Mentre, il pronunciamento della Corte Costituzionale, richiede un ulteriore intervento legislativo del Consiglio Regionale per superare il rilievo mosso sulla Legge Regionale L.R. 5 nella parte in cui ha dichiarato l’illegittimità costituzionale del “percorso formativo” a cui dovranno essere sottoposti tutti coloro i quali de- vono essere autorizzati alla attuazione dei piani di abbattimento.
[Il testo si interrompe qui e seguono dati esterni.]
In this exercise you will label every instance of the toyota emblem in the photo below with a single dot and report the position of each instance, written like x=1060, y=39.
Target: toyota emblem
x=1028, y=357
La V Commissione Attività produttive ha immediatamente intrapreso questo percorso legislativo per proporre immediatamente al Consiglio Regionale il superamento di questo piccolo ma ulteriore ostacolo.

Difatti ritengo necessario prosegue il Consigliere Emanuele Cera, intervenire rapidamente con una nuova leggina che va a modificare la legge regionale n. 23 del 1998 per introdurre “specifici corsi di formazione”, ai quali devono partecipare i meri cacciatori delegati dai proprietari e conduttori dei fondi su cui vanno attuati i piani di abbattimento della fauna selvatica e che questi corsi siano “concordati con l’Istituto superiore per la protezione e la ricerca ambientale (ISPRA)”, al fine di dotare definitivamente la Sardegna di uno strumento di contrasto efficace al ripopolamento indiscriminato dei corvidi nelle campagne della Sardegna, quale strumento di prevenzione ai grossi danni economici arrecati dagli stessi.

 

A causa di questo rilievo della Corte Costituzionale conclude il Consigliere Emanuele Cera verranno verosimilmente immediatamente interrotti dalle Provincie i piani di abbattimento attualmente in essere, pertanto si ripropone nuovamente per la stagione colturale 2021 questa problematica, fortemente sentita dal mondo delle campagne di tutta la Sardegna, a cui nelle more della approvazione e attuazione della leggina, mi appello all’Assessora all’Agricoltura affinché vengano integrati adeguatamente nel prossimo assestamento di bilancio adeguate i fondi per il ristoro del danno, per le ovvie ingenti perdite economiche che si riproporranno a causa dei conseguenti danni che saranno causati dai corvidi alle colture agricole primaverili ed estive.